Руки управляющего становились смелей и жгли Варвару, как огонь.
Ей становилось стыдно и страшно, и она не знала, что делать.
Иннокентий Михайлович тем временем толкал ее в сторону двери, оставляя на шее Варвары следы мокрых, беспорядочных поцелуев.
И вдруг что-то сорвалось в груди женщины. Отчаяние или злоба, горячая и сильная, заставила ее сразу успокоиться и коротким, неожиданным толчком отбросить от себя управляющего. Он отскочил и больно ударился головой о косяк, раскатисто выругавшись.
— Так ты такая?! — угрожающе протянул он.
Но Варвара уже не слушала его. На ходу одеваясь и завертываясь в платок, она уже выходила из конторы.
Проходя мимо отвалов, куда свозили всю промытую уже землю, Варвара упорно думала о том, стоит ли говорить Акиму об управляющем.
Она вздрогнула, когда услышала голос, зовущий ее по имени.
Варвара остановилась, видя, что к ней, размахивая руками, бежит какой-то рабочий.
Он выскочил из узкого прохода между холмами сваленной земли и быстро приближался к ней, что-то крича.
— Хозяйка, — разобрала она, наконец, — с мужем твоим беда-от приключилась, с Акимом… Сорвался он в шахту… Там вот лежит…
Варвара, не расспрашивая, побежала в сторону желтых холмов земли, где неуклюже прыгали галки, протяжно каркая.
Не успела она пробежать нескольких шагов, как кто-то притаившийся больно ударил ее чем-то тяжелым и накинул на нее тряпку, зажав ей рот и закрыв глаза.
Через мгновение она почувствовала, как кто-то навалился ей на грудь и, жадно целуя ее рот через покрывающую его тряпку, задыхался и шептал.
— Наконец-то!

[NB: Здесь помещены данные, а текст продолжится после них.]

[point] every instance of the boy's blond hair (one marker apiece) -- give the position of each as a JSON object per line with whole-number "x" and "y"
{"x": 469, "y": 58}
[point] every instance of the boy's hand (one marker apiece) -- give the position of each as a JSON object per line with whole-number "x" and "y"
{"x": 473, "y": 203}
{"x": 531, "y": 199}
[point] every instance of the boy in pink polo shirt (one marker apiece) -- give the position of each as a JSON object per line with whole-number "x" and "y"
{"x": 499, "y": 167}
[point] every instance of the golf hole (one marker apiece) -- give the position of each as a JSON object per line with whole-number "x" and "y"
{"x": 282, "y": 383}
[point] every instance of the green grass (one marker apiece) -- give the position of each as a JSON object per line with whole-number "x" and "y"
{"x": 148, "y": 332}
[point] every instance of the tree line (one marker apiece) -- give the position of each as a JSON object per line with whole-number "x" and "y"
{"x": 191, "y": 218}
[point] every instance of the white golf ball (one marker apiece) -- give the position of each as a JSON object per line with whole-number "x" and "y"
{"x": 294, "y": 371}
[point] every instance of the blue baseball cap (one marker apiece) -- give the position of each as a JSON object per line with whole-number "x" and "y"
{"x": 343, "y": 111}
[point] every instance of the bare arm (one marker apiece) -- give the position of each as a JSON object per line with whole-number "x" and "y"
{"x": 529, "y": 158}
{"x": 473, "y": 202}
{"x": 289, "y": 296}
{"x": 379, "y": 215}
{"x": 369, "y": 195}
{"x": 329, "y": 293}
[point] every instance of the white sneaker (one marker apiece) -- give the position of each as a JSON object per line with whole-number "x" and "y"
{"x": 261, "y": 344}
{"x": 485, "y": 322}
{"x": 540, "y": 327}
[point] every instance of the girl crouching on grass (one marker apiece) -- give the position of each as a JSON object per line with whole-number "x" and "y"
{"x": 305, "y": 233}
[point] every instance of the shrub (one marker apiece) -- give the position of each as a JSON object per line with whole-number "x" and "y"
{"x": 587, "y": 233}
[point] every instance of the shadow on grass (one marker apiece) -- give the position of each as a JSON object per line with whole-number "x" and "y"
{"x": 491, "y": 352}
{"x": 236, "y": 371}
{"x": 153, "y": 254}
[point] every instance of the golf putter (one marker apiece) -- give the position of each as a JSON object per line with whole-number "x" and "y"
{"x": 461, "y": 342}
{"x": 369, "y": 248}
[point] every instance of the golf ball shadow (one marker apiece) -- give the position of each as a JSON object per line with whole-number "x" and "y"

Наконец-то! Не все же Акиму счастье! — Теперь и мы тобой понатешимся, красавица!
* * *
Вечером в сумрачной казарме было тихо. Никто не говорил и не шептал. На нарах лежали спящие люди, утомленные работой.
Даже жиганы притихли.
Только за красной занавеской горел огарок свечки и слышался шепот, тихий и горячий.
Варвара, истерзанная, заплаканная, лежала и ломала руки в отчаянии.
Она по временам, едва заметно шевеля губами, рассказывала о чем-то склонившемуся над ней Акиму.
— Так и обидели? Силком? Втроем на бабу набросились? — спрашивал он, мрачно всматриваясь в лицо жены.
И когда Варвара молча кивнула головой и руками сжала себе горло, чтобы не кричать от боли и стыда, Аким сел на нары и, вытащив из сундучка нож, уже спокойно начал осматривать его, пробуя, крепка ли рукоятка, и щупая длинное источенное лезвие.